From 9788b01d3113a43e9c4730e567f3a711f65ecf67 Mon Sep 17 00:00:00 2001
From: Jonas Maebe <jonas@freepascal.org>
Date: Sat, 14 Mar 2015 18:35:47 +0000
Subject: [PATCH]   * rewrote most of the special case handling of parameter
 passing on ppc64,     documenting the pecularities of the various calling
 conventions and     marking what we do and don't support currently   * also
 handle arrays for the ELFv2 ABI when determining whether an aggregate    
 only contains floating values of a single type

git-svn-id: trunk@30203 -
---
 compiler/powerpc64/cpupara.pas | 241 +++++++++++++++++++++++++--------
 compiler/powerpc64/symcpu.pas  |  29 ++++
 2 files changed, 215 insertions(+), 55 deletions(-)

diff --git a/compiler/powerpc64/cpupara.pas b/compiler/powerpc64/cpupara.pas
index f4d67dcfe2..65f06490cd 100644
--- a/compiler/powerpc64/cpupara.pas
+++ b/compiler/powerpc64/cpupara.pas
@@ -311,17 +311,22 @@ end;
 
 procedure tppcparamanager.create_paraloc_for_def(var para: TCGPara; varspez: tvarspez; paradef: tdef; var nextfloatreg, nextintreg: tsuperregister; var stack_offset: longint; const isVararg, forceintmem: boolean; const side: tcallercallee; const p: tabstractprocdef);
 var
-  adjusttail: boolean;
-  firstparaloc: boolean;
   paracgsize: tcgsize;
   loc: tcgloc;
   paraloc: pcgparalocation;
+  { def to use for all paralocs if <> nil }
+  alllocdef,
+  { def to use for the current paraloc }
   locdef,
   tmpdef: tdef;
   paralen: aint;
   fsym: tfieldvarsym;
   parashift: byte;
+  tailpadding,
+  firstparaloc,
+  paraaligned: boolean;
 begin
+  alllocdef:=nil;
   locdef:=nil;
   parashift := 0;
   para.reset;
@@ -335,48 +340,134 @@ begin
       paralen := paradef.size
     else
       paralen := tcgsize2size[def_cgsize(paradef)];
-    if (paradef.typ = recorddef) and
-      (varspez in [vs_value, vs_const]) then begin
-      { if a record has only one field and that field is }
-      { non-composite (not array or record), it must be  }
-      { passed according to the rules of that type.       }
-      if tabstractrecordsymtable(tabstractrecorddef(paradef).symtable).has_single_field(fsym) and
-        ((fsym.vardef.typ = floatdef) or
-         (not(target_info.system in systems_aix) and
-          (fsym.vardef.typ in [orddef, enumdef]))) then begin
-        paradef := fsym.vardef;
-        loc := getparaloc(paradef);
-        paracgsize := def_cgsize(paradef)

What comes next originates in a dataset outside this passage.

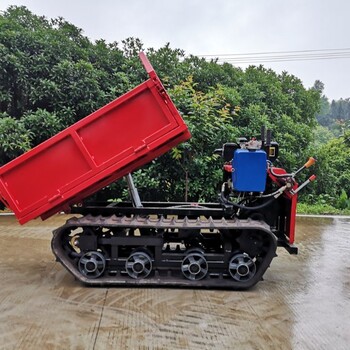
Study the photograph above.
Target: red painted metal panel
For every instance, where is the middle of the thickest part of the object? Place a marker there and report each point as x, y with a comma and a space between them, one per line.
117, 139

-      { With the new ABI, so-called "homogeneous" aggregates, i.e. struct, arrays,
-        or unions that (recursively) contain only elements of the same floating-
-        point or vector type are passed as if those elements were passed as
-        separate arguments.  (This is done for up to 8 such elements.) }
-      end else if (target_info.abi=abi_powerpc_elfv2) and
-         tcpurecorddef(paradef).has_single_type_elfv2(tmpdef) and
-         ((8*tmpdef.size)<=paradef.size) then begin
-          locdef := tmpdef;
-          loc := getparaloc(locdef);
-          paracgsize := def_cgsize(locdef);
-      end else begin
-        loc := LOC_REGISTER;
-        paracgsize := int_cgsize(paralen);
-        if (paralen in [3, 5, 6, 7]) then
-          parashift := (8-paralen) * 8;
-      end;
-    end else begin
-      loc := getparaloc(paradef);
-      paracgsize := def_cgsize(paradef);
-      { for things like formaldef }
-      if (paracgsize = OS_NO) then begin
-        paracgsize := OS_ADDR;
-        paralen := tcgsize2size[OS_ADDR];
-      end;
-    end
+    { default rules:
+      * integer parameters sign/zero-extended to 64 bit
+      * floating point register used -> skip equivalent GP register
+      * floating point parameters passed as is (32/64 bit)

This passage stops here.